The audit consisted of two findings. The first stated, “The Whitley County Sheriff’s Office does not have adequate segregation of duties.”
“I know when I went to the Sheriff’s convention there are were several other sheriffs who always get wrote up for segregation of duties,” said Sheriff Shelley. “We are shorthanded. The money is not there to pay more employees.”
Michael Goins, the Director of Communications for the Auditor of Public Accounts, said the finding is probably the most common in audits.
Harmon recommends the Sheriff’s office, “Separate the duties involved in receiving cash, preparing deposits, writing checks, posting to ledgers, preparing monthly bank reconciliations, and comparing financial reports to ledgers to separate individuals.”

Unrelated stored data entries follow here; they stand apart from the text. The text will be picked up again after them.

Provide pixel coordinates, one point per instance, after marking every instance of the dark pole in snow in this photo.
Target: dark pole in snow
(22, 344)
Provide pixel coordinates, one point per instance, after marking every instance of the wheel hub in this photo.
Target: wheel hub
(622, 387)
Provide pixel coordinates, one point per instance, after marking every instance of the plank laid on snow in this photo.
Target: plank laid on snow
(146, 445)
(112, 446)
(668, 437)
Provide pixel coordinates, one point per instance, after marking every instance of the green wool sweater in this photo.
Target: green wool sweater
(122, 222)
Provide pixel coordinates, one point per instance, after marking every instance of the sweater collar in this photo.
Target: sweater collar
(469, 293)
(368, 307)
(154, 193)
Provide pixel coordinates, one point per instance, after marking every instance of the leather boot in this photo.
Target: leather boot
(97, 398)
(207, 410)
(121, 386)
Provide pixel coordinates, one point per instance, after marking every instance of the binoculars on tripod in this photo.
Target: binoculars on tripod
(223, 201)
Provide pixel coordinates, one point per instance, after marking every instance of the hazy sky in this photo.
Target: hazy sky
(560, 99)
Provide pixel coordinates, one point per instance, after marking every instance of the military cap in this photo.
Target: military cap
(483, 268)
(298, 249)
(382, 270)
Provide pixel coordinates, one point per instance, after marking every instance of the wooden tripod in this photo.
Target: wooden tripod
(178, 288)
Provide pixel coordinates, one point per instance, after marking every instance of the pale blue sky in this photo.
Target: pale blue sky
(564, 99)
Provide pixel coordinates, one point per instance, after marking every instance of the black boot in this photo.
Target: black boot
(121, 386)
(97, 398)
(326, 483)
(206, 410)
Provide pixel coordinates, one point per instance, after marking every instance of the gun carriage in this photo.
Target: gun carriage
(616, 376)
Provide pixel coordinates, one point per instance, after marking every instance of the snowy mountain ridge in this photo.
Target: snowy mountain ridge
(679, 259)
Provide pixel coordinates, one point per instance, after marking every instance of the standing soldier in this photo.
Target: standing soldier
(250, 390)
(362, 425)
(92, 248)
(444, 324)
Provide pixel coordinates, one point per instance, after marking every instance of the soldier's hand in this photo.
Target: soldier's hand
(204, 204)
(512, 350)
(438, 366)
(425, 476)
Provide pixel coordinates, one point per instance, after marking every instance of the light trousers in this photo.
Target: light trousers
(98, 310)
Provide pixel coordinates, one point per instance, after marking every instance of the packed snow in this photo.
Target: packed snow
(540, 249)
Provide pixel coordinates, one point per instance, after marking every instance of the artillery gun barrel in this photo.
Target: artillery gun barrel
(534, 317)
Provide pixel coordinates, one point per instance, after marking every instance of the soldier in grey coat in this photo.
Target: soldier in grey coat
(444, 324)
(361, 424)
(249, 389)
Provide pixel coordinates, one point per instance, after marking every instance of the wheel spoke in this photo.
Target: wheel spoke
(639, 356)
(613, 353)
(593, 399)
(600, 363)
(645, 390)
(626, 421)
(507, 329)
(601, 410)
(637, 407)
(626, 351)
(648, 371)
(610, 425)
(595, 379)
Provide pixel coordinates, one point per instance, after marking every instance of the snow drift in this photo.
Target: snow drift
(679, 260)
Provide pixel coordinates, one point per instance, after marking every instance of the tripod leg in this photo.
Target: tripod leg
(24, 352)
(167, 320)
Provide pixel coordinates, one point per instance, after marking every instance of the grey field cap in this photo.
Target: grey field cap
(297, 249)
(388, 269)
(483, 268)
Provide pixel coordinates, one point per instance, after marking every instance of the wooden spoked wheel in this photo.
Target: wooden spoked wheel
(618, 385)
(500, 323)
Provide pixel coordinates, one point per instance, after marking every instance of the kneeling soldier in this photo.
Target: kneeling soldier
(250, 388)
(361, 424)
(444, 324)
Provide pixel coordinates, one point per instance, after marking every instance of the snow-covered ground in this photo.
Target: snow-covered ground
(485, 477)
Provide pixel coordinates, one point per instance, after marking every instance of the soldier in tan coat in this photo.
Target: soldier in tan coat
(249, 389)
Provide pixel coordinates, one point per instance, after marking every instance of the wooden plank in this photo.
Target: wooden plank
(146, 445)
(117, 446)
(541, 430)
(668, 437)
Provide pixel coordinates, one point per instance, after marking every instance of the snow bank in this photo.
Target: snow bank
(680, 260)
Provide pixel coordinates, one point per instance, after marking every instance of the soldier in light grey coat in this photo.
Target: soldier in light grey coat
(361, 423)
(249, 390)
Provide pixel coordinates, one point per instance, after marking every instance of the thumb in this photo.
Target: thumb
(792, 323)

If those actions are not feasible for the department, the auditor recommends, “cross checking procedures should be implemented and documented by the individual performing the procedures.”

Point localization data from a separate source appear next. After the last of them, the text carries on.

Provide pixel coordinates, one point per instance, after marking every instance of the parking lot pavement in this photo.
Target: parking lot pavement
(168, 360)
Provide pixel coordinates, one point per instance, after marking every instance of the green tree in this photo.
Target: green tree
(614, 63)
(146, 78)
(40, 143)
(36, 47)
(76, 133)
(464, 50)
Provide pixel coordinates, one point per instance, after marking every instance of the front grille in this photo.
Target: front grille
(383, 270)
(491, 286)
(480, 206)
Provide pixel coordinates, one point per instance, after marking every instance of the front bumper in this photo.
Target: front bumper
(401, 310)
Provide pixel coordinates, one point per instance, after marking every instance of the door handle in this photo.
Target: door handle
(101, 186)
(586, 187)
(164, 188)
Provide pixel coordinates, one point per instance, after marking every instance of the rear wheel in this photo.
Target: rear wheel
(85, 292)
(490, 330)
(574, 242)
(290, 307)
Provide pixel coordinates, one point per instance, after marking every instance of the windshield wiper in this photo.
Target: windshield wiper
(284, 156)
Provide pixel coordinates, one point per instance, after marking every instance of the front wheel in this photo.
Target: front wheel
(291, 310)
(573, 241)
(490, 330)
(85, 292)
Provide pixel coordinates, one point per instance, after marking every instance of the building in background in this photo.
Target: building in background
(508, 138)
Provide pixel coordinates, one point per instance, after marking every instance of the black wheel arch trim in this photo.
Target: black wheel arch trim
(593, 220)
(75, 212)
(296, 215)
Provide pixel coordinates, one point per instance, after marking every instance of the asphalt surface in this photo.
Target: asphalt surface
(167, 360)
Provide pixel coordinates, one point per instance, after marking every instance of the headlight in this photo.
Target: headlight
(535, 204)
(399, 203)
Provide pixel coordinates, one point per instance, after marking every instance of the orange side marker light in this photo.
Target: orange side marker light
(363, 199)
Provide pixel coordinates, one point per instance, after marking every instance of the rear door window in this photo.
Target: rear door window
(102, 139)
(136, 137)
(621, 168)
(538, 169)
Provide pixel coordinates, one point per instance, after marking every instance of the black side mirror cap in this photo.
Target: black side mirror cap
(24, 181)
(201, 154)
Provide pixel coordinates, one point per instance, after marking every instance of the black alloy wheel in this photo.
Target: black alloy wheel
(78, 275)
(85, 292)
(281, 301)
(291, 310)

The second finding stated, “The Whitley County Sheriff’s fourth quarter report was not accurate.”
The finding further details that the report given to the Department of Local Government (DLG) was submitted without including receivables and liabilities.
According to the audit, “Receipts were understated by $69,824 and operating disbursements were understated by $79,117, resulting in receipts and disbursements reported to the regulating bodies and to the public to be inaccurate.”
No money was missing from the accounts.
“It means that there is not money missing,” said Groins. “He made those payments, but just in the amounts that he provided to the DLG, those amounts did not show up.”
“It was just, for lack of a better term, it was more than likely just a clerical error where those amounts had been taken care of, but when that information was submitted to the DLG, that information was not part of that,” said Goins.
The auditor’s recommendation was for the Sheriff’s office to implement stronger internal controls over the financial reporting process.
Goins said that the Sheriff’s office is not alone in receiving those findings in the audit.
“These two findings are findings that we see with other county officials throughout Kentucky, so it is not an isolated finding,” said Goins.